In a recorded address made from self-imposed exile in Brussels, Belgium, Puigdemont appealed to Spanish Prime Minister Mariano Rajoy to accept the election results.

"The ballot boxes have spoken, democracy has spoken, everyone has been able to express themselves. What is Rajoy waiting for in order to accept the results?" Puigdemont said in a speech posted Saturday on social media.

It's unlikely Rajoy will be receptive to the appeal. He has refused to meet with Puigdemont, who went to Brussels after Spanish authorities announced they were seeking his arrest. Rajoy says he will meet only with leaders of the pro-unity Ciutadans (Citizens) party.
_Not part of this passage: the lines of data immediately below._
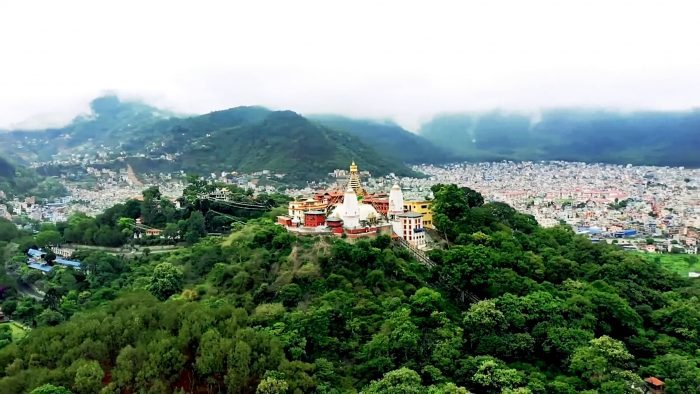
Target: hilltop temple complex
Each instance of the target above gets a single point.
(353, 212)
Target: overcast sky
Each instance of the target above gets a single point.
(389, 59)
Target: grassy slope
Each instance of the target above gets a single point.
(679, 263)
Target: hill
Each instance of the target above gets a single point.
(110, 122)
(388, 138)
(642, 138)
(7, 170)
(18, 181)
(509, 307)
(284, 142)
(245, 139)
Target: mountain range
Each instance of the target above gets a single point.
(244, 139)
(253, 138)
(641, 138)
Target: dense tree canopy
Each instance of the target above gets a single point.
(264, 311)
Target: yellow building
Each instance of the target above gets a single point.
(354, 181)
(422, 207)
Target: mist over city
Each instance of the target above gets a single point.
(349, 197)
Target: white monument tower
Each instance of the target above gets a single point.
(351, 209)
(395, 208)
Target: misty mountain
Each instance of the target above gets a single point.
(284, 142)
(7, 170)
(643, 138)
(388, 138)
(243, 139)
(110, 122)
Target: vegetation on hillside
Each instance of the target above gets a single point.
(243, 139)
(642, 138)
(389, 139)
(510, 307)
(17, 181)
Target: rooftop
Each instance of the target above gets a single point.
(410, 215)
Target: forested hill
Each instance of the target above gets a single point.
(288, 143)
(643, 138)
(18, 181)
(388, 138)
(244, 139)
(110, 122)
(510, 307)
(7, 170)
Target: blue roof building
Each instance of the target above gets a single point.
(67, 263)
(36, 253)
(40, 267)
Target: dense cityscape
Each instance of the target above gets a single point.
(604, 201)
(464, 197)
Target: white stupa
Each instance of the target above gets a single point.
(395, 201)
(395, 208)
(350, 209)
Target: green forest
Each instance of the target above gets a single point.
(17, 181)
(509, 307)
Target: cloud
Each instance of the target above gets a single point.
(397, 59)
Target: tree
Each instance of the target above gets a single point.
(171, 231)
(88, 377)
(50, 389)
(196, 227)
(680, 373)
(272, 385)
(8, 230)
(165, 281)
(494, 377)
(5, 335)
(49, 317)
(400, 381)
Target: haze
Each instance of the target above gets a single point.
(400, 60)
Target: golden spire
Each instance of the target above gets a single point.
(354, 180)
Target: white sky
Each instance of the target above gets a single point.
(394, 59)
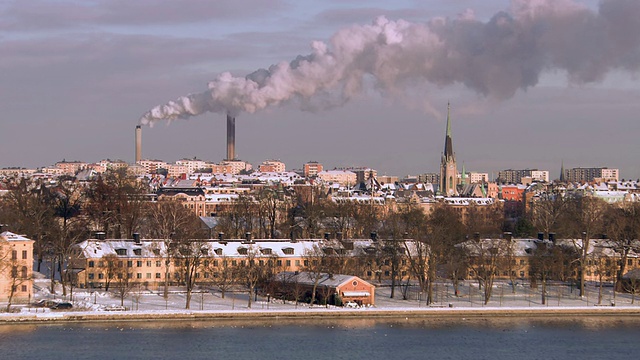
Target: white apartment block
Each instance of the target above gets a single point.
(272, 166)
(192, 165)
(477, 178)
(233, 166)
(152, 166)
(342, 177)
(174, 170)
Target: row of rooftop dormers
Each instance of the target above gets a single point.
(286, 248)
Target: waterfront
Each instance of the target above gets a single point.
(597, 337)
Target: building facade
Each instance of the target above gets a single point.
(16, 268)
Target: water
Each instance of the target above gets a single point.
(521, 338)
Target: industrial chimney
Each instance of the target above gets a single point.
(138, 143)
(231, 137)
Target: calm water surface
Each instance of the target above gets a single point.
(522, 339)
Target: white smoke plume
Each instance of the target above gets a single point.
(494, 58)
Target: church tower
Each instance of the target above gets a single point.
(448, 168)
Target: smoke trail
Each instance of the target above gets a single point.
(494, 58)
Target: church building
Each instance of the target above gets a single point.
(448, 168)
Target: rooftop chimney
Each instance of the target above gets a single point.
(138, 143)
(231, 137)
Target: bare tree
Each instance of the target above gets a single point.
(250, 270)
(224, 274)
(485, 256)
(175, 225)
(124, 282)
(622, 225)
(315, 265)
(583, 219)
(108, 265)
(444, 233)
(115, 203)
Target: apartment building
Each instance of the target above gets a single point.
(590, 174)
(16, 268)
(272, 166)
(312, 168)
(342, 177)
(515, 176)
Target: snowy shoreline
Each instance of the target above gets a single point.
(323, 313)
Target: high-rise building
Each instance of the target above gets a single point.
(590, 174)
(312, 168)
(510, 176)
(272, 166)
(448, 168)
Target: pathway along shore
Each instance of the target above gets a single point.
(320, 313)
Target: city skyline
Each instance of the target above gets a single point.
(81, 75)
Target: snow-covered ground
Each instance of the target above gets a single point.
(211, 299)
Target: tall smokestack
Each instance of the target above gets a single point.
(138, 143)
(231, 137)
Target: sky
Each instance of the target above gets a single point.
(532, 84)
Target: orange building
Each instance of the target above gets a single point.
(16, 268)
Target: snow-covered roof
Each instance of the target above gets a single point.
(9, 236)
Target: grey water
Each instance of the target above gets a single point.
(398, 338)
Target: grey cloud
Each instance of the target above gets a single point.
(46, 15)
(494, 58)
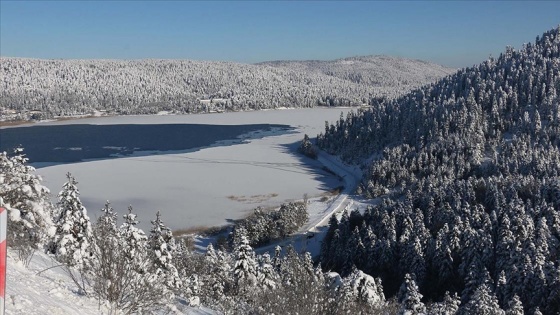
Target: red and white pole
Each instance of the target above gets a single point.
(3, 227)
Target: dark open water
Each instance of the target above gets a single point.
(74, 143)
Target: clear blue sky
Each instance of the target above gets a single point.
(455, 34)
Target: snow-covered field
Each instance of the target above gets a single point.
(43, 288)
(210, 186)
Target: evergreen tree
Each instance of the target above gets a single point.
(245, 267)
(73, 228)
(410, 298)
(161, 245)
(27, 202)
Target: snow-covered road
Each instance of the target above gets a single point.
(311, 234)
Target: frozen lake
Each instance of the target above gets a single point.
(205, 184)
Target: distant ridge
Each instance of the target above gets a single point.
(36, 88)
(466, 177)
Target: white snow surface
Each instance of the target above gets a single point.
(208, 187)
(43, 288)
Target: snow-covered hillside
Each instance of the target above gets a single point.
(34, 88)
(44, 287)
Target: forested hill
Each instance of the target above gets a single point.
(468, 171)
(377, 71)
(68, 87)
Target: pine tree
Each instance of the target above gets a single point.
(410, 298)
(515, 307)
(161, 245)
(73, 228)
(245, 267)
(483, 302)
(27, 202)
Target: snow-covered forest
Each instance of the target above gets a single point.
(39, 89)
(467, 174)
(462, 175)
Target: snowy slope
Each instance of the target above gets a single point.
(40, 290)
(43, 288)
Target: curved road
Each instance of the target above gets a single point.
(309, 238)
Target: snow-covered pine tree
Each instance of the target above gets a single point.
(266, 274)
(71, 243)
(483, 302)
(161, 245)
(245, 267)
(27, 202)
(363, 290)
(410, 298)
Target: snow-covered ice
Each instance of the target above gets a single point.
(208, 187)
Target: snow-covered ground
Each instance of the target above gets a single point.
(311, 234)
(210, 186)
(42, 288)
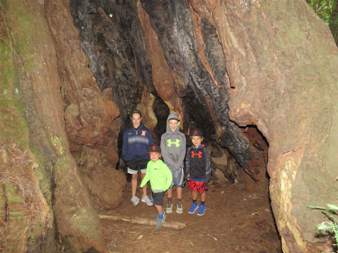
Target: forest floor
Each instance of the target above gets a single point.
(236, 221)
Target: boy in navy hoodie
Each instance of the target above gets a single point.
(173, 146)
(135, 146)
(198, 170)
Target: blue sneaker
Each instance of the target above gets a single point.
(160, 219)
(201, 210)
(193, 208)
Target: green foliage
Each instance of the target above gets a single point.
(323, 8)
(328, 228)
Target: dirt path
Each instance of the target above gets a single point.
(236, 221)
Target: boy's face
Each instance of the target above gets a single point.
(136, 120)
(173, 124)
(196, 140)
(155, 156)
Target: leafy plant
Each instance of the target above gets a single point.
(323, 8)
(330, 227)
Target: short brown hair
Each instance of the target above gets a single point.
(136, 112)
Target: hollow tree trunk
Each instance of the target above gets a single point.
(44, 205)
(282, 62)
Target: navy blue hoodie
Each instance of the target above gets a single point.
(135, 145)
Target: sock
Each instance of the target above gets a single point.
(161, 215)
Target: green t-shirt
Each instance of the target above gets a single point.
(159, 175)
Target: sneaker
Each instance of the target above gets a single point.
(147, 201)
(135, 200)
(169, 208)
(160, 220)
(193, 208)
(201, 210)
(179, 208)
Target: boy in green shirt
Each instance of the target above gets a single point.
(160, 178)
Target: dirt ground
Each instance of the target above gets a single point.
(235, 221)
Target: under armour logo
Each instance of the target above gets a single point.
(198, 154)
(176, 142)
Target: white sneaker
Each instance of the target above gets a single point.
(146, 199)
(169, 208)
(135, 200)
(179, 208)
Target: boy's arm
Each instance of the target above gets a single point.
(182, 151)
(150, 137)
(124, 145)
(164, 151)
(187, 164)
(207, 165)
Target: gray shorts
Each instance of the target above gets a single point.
(135, 166)
(133, 172)
(158, 198)
(178, 177)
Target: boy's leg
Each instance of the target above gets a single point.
(145, 198)
(203, 196)
(179, 207)
(144, 189)
(179, 193)
(169, 208)
(158, 201)
(194, 205)
(159, 209)
(202, 208)
(134, 199)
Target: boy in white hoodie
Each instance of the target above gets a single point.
(173, 147)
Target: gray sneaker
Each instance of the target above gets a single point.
(135, 200)
(179, 208)
(147, 201)
(160, 220)
(169, 208)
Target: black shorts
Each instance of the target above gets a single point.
(137, 164)
(158, 198)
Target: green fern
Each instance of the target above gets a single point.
(328, 228)
(323, 8)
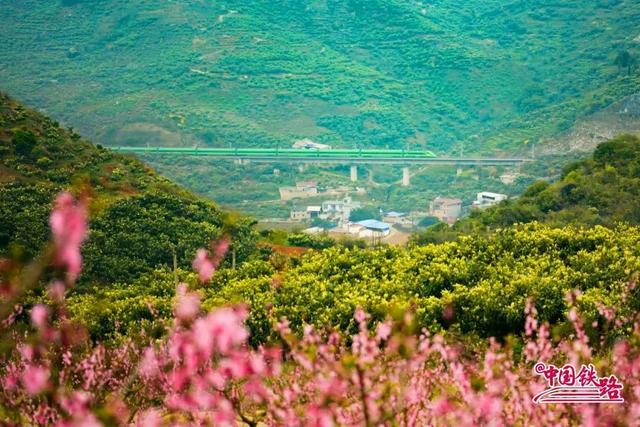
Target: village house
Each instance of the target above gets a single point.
(395, 218)
(487, 198)
(446, 209)
(338, 210)
(303, 189)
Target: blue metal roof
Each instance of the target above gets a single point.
(374, 224)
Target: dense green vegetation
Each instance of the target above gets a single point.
(139, 219)
(453, 77)
(477, 285)
(603, 189)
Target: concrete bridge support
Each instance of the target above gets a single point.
(406, 176)
(354, 173)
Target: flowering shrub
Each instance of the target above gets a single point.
(203, 372)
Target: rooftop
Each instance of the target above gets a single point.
(446, 201)
(394, 214)
(374, 224)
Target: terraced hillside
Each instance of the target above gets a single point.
(482, 78)
(488, 75)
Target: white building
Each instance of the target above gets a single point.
(339, 210)
(445, 209)
(486, 199)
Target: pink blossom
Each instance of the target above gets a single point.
(68, 223)
(149, 418)
(39, 314)
(35, 379)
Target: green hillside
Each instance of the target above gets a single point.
(492, 77)
(138, 219)
(352, 73)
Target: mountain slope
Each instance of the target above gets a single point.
(138, 219)
(371, 73)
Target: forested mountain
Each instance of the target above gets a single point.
(602, 189)
(494, 77)
(396, 73)
(138, 219)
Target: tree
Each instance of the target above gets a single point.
(364, 213)
(24, 142)
(625, 60)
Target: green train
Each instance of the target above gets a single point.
(280, 152)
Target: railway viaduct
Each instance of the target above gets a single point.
(403, 158)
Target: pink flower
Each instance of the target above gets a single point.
(203, 265)
(68, 223)
(383, 331)
(39, 315)
(34, 379)
(149, 418)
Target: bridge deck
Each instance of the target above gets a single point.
(324, 156)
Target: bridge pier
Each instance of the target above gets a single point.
(406, 176)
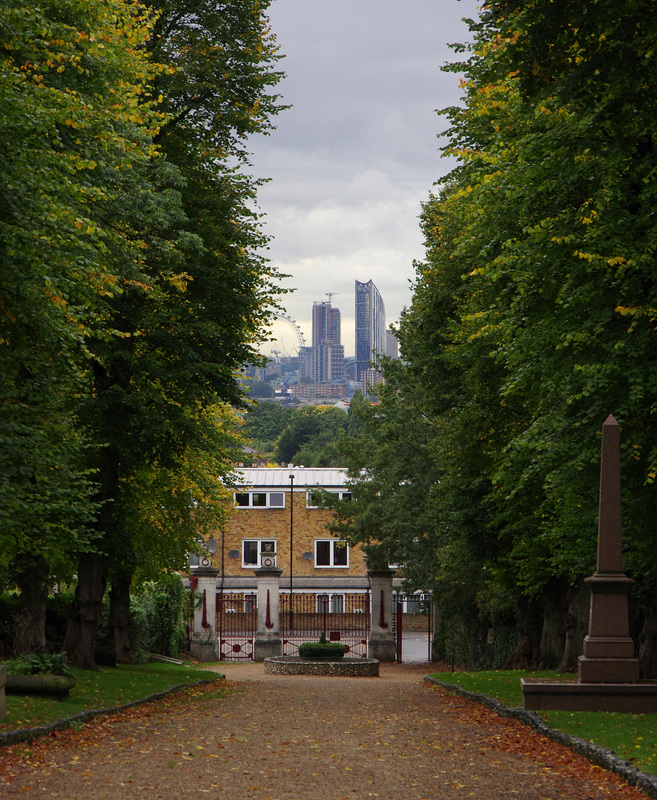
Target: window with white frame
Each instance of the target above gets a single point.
(312, 499)
(331, 553)
(254, 550)
(260, 499)
(330, 603)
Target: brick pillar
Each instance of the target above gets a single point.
(268, 642)
(204, 637)
(382, 641)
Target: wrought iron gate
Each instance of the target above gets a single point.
(341, 618)
(237, 622)
(413, 613)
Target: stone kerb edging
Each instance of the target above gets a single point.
(594, 753)
(29, 734)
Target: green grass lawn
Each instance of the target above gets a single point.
(632, 736)
(106, 688)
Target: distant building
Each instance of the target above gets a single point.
(370, 326)
(369, 378)
(321, 390)
(392, 345)
(327, 360)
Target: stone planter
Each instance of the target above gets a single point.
(344, 667)
(57, 685)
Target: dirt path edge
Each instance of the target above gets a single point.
(594, 753)
(30, 734)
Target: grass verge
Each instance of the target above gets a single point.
(631, 736)
(106, 688)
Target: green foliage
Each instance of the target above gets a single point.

The Spanish government called the early regional election for Catalonia in the hope of quelling the separatist movement, whose push for independence this year triggered the crisis.

That ambition, however, was thwarted when voters backed the three pro-independence parties. Ciutadans, known in the rest of Spain as Ciudadanos, came in first in the December 21 election. However, its 37 seats are not enough for it to form a majority government.

In his video message, Puigdemont stands in front of the Catalan and European Union flags.

"The Spanish government has a new opportunity to behave as the European democracy it claims to be and therefore recognize the results of the elections that took place on December 21," he said in Catalan, "and in this way to start a political negotiation with the legitimate government of Catalonia."

Puigdemont called the 82% voter participation rate a "historic" success and accused Rajoy of using "repression" and "intervention" as a way to deal with the separatist movement.

Millennials in the region appear to back independence. An opinion poll by the Center for Opinion Studies in Catalonia found that more than half of Catalans between the ages of 18 and 34 would vote to break away from Spain given a simple choice of yes or no.

Friday, Rajoy told reporters that he will call on Catalonia's new Parliament to hold its inaugural session on January 17.

Rajoy called for "constructive dialogue, open and realistic, always within the law."

Analysis: No mood for compromise after close vote

The Prime Minister said: "I hope that Catalonia will be open, from now on, to a phase of open dialogue, not confrontation, of cooperation, not imposition, and plurality, not unilaterally."

Rajoy last week said the results showed a decline in support for pro-independence parties since 2010, although "not as much as we wanted." The leader remains under pressure after the vote made it clear that there is no easy way out of Spain's worst political crisis in decades.

For his part, Puigdemont was pushed from power after his government held an illegal independence referendum October 1 and lawmakers unilaterally declared the region's independence from Spain.

Following Catalan lawmakers' declaration of independence, Madrid dismissed the entire Catalan government and Parliament and seized control of the region.